Unknown unknowns: This mysterious category of risk, made famous by Donald Rumsfeld, may be the greatest threat of all. The uncertainty of the global economy and every financial market has taught us that just about any bad thing can happen, and happen too quickly for individual investors to get out of the way. Purposefully diversified index ETF portfolios can't prevent unknown unknowns from happening, but they can limit exposure to unforeseen events in individual companies, commodities, currencies or countries.

Reality checks
A few more thoughts on the Madoff mess. In retrospect, the Madoff operation had more red flags flying than Communist Russia. While we have seen that even experienced pros missed those warnings, or chose to ignore them, the same need not happen to individuals who follow a basic money manager due diligence checklist. For starters:

  • Avoid self-custody — A money manager who also has self custody of assets is like a rabbit guarding the lettuce patch. Any reputable manager either uses an independent custodian, or would feel comfortable using an independent custodian at your request. Madoff self-custodied.
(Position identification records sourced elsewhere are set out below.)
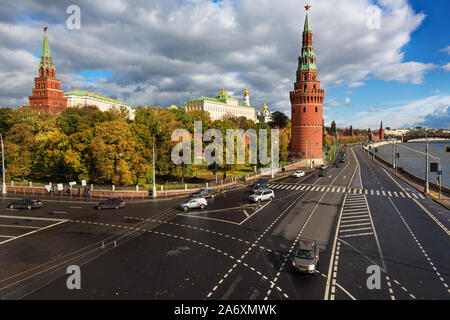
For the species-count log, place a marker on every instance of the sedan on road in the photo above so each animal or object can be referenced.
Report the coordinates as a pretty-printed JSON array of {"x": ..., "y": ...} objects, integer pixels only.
[
  {"x": 306, "y": 258},
  {"x": 263, "y": 195},
  {"x": 298, "y": 174},
  {"x": 111, "y": 204},
  {"x": 204, "y": 193},
  {"x": 323, "y": 173},
  {"x": 25, "y": 204},
  {"x": 193, "y": 203}
]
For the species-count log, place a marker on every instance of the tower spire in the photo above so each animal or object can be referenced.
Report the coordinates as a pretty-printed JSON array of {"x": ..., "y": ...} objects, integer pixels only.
[
  {"x": 307, "y": 58},
  {"x": 307, "y": 27},
  {"x": 46, "y": 57}
]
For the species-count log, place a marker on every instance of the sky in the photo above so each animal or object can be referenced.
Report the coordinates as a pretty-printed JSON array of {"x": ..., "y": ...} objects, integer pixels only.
[{"x": 394, "y": 69}]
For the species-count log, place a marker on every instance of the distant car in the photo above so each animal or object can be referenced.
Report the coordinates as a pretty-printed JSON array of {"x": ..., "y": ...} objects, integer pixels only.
[
  {"x": 204, "y": 193},
  {"x": 306, "y": 258},
  {"x": 263, "y": 195},
  {"x": 111, "y": 204},
  {"x": 25, "y": 204},
  {"x": 323, "y": 173},
  {"x": 298, "y": 174},
  {"x": 258, "y": 184},
  {"x": 193, "y": 203}
]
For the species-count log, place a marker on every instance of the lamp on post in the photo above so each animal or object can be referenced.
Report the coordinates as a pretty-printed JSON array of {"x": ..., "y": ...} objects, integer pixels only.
[
  {"x": 3, "y": 167},
  {"x": 427, "y": 188},
  {"x": 153, "y": 158}
]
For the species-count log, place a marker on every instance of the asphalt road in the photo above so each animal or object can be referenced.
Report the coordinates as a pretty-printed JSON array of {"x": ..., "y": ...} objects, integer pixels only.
[{"x": 359, "y": 215}]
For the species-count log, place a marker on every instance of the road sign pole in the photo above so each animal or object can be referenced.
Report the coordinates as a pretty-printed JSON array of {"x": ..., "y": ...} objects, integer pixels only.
[
  {"x": 427, "y": 187},
  {"x": 3, "y": 167}
]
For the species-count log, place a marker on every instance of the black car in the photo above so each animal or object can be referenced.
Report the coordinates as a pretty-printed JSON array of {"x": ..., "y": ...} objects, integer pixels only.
[
  {"x": 111, "y": 204},
  {"x": 25, "y": 204},
  {"x": 204, "y": 193}
]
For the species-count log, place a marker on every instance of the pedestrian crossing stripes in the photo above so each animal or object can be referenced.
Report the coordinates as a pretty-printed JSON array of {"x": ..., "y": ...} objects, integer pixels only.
[
  {"x": 355, "y": 220},
  {"x": 356, "y": 191}
]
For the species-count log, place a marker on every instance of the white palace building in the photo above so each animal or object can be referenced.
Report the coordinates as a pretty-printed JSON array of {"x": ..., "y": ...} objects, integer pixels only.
[
  {"x": 223, "y": 104},
  {"x": 79, "y": 99}
]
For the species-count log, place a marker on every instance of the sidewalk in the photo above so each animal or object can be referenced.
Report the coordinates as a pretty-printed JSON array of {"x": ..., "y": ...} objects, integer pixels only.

  • Follow the money — Understanding exactly how your investment managers are compensated reveals to what degree their interests are aligned, or conflicted, with yours. The standard compensation model for Registered Investment Advisers (RIA) is fee-only, based on assets managed. The standard for broker-dealers is commissions. Any mix of those two raises creates the potential for conflict of interest. Madoff posed as a money manager, but earned all his money by collecting commissions, which is unheard of in the RIA field.

  • Demand independent verification — Identify your money manager's auditor and tax advisor and talk to them. Following this simple step would have revealed the now infamous and impossibly small "14 by 18 foot room" that housed Madoff's so-called auditor.

  • Check the references — Ask for them and call them. While this wouldn't have exposed Madoff's scam, it might have revealed how little due diligence earlier investors had performed.

  • Drop by for a chat — Any reputable firm would welcome a visit from an existing or potential client as a chance to demonstrate its transparency and professionalism. Madoff clients were apparently unwelcome on-site.

The beauty of boring
Yes, indexing is boring. You can see right through it. It lacks the enticement of exclusivity. It eliminates the need for bold predictions and clever bets. It fails to deliver the anticipatory thrill of the next big thing. But in a world where most investors are hunkered down and rightly wondering what's next, boring can be beautiful.